A lack of Medicaid coverage keeps midwives like Mitchell from being able to take on low-income clients unless she finds a revenue stream that would pay for their care.
Midwifery – once the only choice for poor Alabamians, and for Black Alabamians who weren’t allowed into white hospitals – is no longer an option for low-income people.
“Midwifery had this stark transition in Alabama from primarily what they called ‘granny midwives’ to something that is now more associated with affluence,” said Mitchell. “I believe it is the highest level of care you can get, but it’s something now associated with folks who can pay for it.”
She’s considered turning The Birth Sanctuary into a nonprofit, but ultimately wants to see Medicaid and other insurance providers cover services like hers.

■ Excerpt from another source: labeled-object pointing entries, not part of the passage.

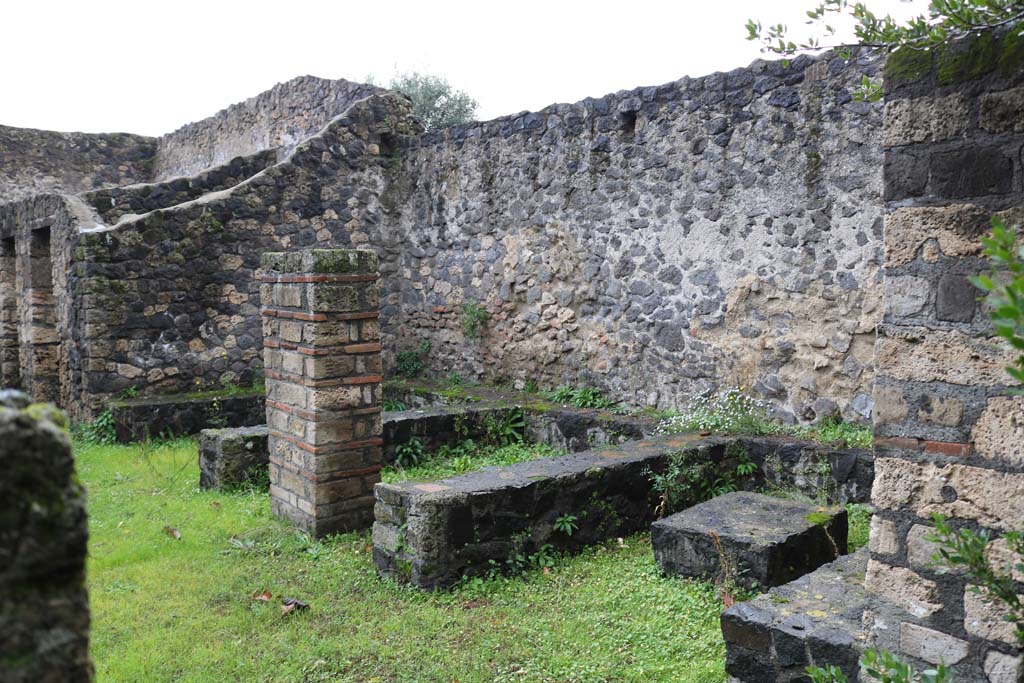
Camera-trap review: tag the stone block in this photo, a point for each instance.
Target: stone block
(767, 541)
(999, 430)
(989, 497)
(971, 171)
(44, 607)
(955, 299)
(985, 619)
(956, 227)
(883, 539)
(931, 645)
(920, 354)
(916, 595)
(1000, 668)
(1000, 112)
(924, 120)
(232, 458)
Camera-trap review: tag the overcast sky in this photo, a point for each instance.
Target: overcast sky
(152, 67)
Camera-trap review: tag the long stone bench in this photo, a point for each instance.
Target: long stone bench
(431, 535)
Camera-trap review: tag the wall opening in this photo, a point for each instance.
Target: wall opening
(628, 122)
(40, 374)
(10, 367)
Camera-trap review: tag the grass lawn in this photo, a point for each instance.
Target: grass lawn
(167, 609)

Building The Birth Sanctuary in Alabama’s Black Belt has been a labor of love. For Mitchell, it’s a way to reconnect Alabama with birth traditions that go back generations.
It’s also the way she believes she can help improve maternity care in an under-resourced area of a state with historically high rates of infant and maternal mortality, and poor maternal health outcomes. Gainesville is nearly 50 miles from the nearest hospital with a labor and delivery department.
Mitchell said she’s not intimidated by the barriers still facing her or the birth center.
“It never crossed my mind not to do it,” she said. “I’m not going to wait for somebody else. I am somebody else.”